The defence budget announced by Malaysia on 21 October has taken a serious slash compared to a year earlier. The amount allocated to the Ministry of Defence for 2017 is MYR15.06 billion (US$3.6 billion), equating to a 13% drop.
The budget has fallen to 2012 levels, and it represents the largest single cutback since 1998.
Most of the budget is for emolument or management expenses (MYR11.68 billion), but it also includes a development expenditure for buying new equipment. The latter has suffered an MYR440 million reduction to MYR3.37 billion, the new figure representing the lowest development expenditure since 2014.
Major acquisition programmes will continue, however, including six for the Royal Malaysian Navy, ongoing deliveries of 8x8 armoured vehicles and the final transport aircraft.
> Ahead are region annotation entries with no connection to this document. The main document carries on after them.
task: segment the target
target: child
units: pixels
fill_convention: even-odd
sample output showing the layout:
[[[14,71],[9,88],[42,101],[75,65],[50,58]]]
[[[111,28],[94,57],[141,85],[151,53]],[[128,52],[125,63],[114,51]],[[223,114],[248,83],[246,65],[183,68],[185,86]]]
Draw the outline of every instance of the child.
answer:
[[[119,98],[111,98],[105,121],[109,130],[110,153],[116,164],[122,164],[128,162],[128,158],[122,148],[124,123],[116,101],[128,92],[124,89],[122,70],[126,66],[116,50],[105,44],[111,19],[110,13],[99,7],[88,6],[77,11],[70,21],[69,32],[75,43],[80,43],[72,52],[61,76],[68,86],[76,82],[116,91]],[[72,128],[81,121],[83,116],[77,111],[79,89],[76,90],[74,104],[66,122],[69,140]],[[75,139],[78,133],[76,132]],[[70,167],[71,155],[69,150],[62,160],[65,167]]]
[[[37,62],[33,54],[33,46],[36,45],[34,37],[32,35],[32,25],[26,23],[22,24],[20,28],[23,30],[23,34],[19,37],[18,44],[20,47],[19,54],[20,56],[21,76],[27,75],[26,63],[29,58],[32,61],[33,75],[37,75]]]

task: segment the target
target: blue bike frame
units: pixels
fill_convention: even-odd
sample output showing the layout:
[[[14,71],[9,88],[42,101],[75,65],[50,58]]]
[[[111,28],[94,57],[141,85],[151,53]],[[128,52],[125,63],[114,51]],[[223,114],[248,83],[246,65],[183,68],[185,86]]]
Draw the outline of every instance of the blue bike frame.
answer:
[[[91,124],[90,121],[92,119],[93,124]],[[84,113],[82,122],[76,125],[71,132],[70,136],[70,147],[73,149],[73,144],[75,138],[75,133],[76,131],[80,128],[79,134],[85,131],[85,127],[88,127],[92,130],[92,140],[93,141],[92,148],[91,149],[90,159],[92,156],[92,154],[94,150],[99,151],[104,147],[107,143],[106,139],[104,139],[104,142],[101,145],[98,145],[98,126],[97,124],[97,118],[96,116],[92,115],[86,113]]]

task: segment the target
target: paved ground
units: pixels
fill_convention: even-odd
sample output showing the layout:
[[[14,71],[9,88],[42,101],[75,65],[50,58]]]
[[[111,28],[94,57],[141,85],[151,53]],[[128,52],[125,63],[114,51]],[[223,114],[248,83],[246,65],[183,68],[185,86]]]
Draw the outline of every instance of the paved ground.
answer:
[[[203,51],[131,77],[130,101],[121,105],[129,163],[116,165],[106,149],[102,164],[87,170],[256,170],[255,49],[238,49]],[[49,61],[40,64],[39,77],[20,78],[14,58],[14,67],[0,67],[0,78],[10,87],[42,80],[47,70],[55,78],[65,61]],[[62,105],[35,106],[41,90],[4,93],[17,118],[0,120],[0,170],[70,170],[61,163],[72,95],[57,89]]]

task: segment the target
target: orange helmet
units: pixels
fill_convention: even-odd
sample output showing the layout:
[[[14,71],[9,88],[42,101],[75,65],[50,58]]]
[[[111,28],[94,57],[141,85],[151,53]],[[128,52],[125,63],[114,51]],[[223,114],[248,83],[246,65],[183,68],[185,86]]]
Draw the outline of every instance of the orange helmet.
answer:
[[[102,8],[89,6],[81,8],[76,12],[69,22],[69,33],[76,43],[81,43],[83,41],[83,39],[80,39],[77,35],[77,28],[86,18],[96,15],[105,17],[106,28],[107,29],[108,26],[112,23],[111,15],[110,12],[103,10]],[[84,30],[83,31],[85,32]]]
Defence Minister Hishammuddin Hussein told reporters on 23 October that other projects in addition to the above will not be affected: MD 530G helicopters, refits for Scorpene submarines, and upgrades to C-130, Hawk and aircraft.
Interestingly, operational expenditure has increased 1.68% to RM13.683 billion.
With tensions in Eastern Sabah remaining high, money and assets continue to be prioritised to secure the Eastern Sabah Security Zone (ESSZONE). Thus, RM323 million is going on personnel deployment along the border, which may indicate a proposed ESSCOM brigade and border regiment have been funded.
A sea base and helicopter forward operating base are being established. AV8 and armoured vehicles will deploy to ESSZONE, and Hawk jets and helicopters will be located at Labuan Air Base.
The Malaysian Army will receive the largest portion among the three services (RM5.42 billion), but all services are suffering tighter finances. The air force suffers the most with a 34% drop, while the navy’s allocation is 25% lower.
With such a squeeze, question remarks remain over the air force’s long-running Multi-Role Combat Aircraft (MRCA) programme, with no sign of any order coming soon to replace degenerating MiG-29s. Some sources speculate that the Rafale and Typhoon are now the two strongest remaining contenders.
The sharp drop in military expenditure stems from stiff economic headwinds being faced by Malaysia, especially with low commodity prices and a plunge in global oil prices. However, defence seems to have borne a disproportionate hit.
Malaysia’s purchasing power has not been helped by a 30% depreciation of the ringgit compared to the US dollar in the past four years.
Malaysia is now spending 1.2% of its GDP on defence. The Malaysian Maritime Enforcement Agency, essentially the national coast guard, receives its funding under the Prime Minister’s Department rather than the defence budget.